Her memoir follows her through the process of dealing with a man she has known and loved as a husband, and a man who has kidnapped and sexually assaulted two women in 2005. Her husband and the violent criminal are the same person, Jason. How does she reconcile this?
When Shannon first met Jason Staples, he was on parole after serving time for second-degree murder. However, Shannon believed in second chances and had seen how kind, thoughtful and generous Jason was with the people around him. She discovered his childhood was brutal, suffering abandonment by his parents and adoptive mother and being sexually abused, among other issues. Shannon thinks that after spending 10 years behind bars; Jason has worked through his challenges. It was all in the past and Jason posed no threat to her or anyone else. She was wrong.
On Nov. 7, 2005, while working in a shop in Peterborough, Jason unleashed his sexual fury on two women. He took them to the home he shared with Shannon while she was away. He kept the women in the basement for several hours before calling 9-1-1 and confessing to his crimes. Shannon was floored when she heard the news from police, delivered to her Toronto hotel door while she was at a conference. She asked herself why hadn’t she known that Jason was still a dangerous man.
While Jason was going through the justice system, Shannon was also convicted by family and friends and people who thought she should have known Jason was dangerous. She called this the “ripple effect of crime.” She lost her job and was filled with regret and anger over Jason’s actions. However, her questions for Jason weren’t answered because he was locked away in prison. This was when she was forced to take on the justice system and started looking at offenders in a completely different way, the restorative justice way.
Restorative Justice (RJ) is defined as a response to crime that focuses on restoring the losses suffered by victims, holding offenders accountable for the harm they have caused, and building peace within communities. It’s certainly not a cut and dried philosophy, it’s complicated – complicated by emotions and thoughts and opinions and by the fact we’re human and not one approach works for everyone.
Eventually, Shannon was allowed to see Jason.
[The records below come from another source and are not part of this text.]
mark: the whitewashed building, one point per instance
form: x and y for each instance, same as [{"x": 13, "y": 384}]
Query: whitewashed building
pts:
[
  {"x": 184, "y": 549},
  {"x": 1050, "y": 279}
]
She confronted him about his crimes and how they deeply marked many, many people. Through further visits with the criminal, a human emerges as Jason takes responsibility for his terrible acts. It helps Shannon realize that while prisons protect us from prisoners, they also protect prisoners. The people who are locked up are safe from facing those who have suffered loss and unbearable heartbreak. It’s not right. Instead, offenders should be held accountable to their victims as well as the offender’s own families. Prisoners also need to address the root causes of their crimes and get the proper help.
Shannon found a path to healing via confrontation and communication and thinks RJ is society’s way forward. Restorative justice gave her the opportunity to escape a lifetime of being dragged down into the mire with Jason. She thinks the RJ experience is a lot healthier than holding on to anger and wanting retribution. Restorative justice is a way to discover compassion, forgiveness and hope while going through incredible moments of grief, anger and shame. Shannon is asking that the Canadian justice system prioritize rehabilitation over punishment and compassion over dehumanization.
Jason Staples was convicted on a total of 10 counts relating to his abduction and assault of the women. In 2008, he was declared a dangerous offender. In 2013, he was ordered to pay his two victims more than $1.8 million CAD.
I am in awe of how Shannon opened up about her journey in her memoir. Her writing is emotional and, at times, raw with regret and rage. I can feel the love she had, and still has, for the man she once called husband. She gives us several examples from her experiences with the punitive system that back up the restorative justice approach. I’m not sure if I fully believe restorative justice will work for everyone just by reading her book. But she gave me a lot to think about.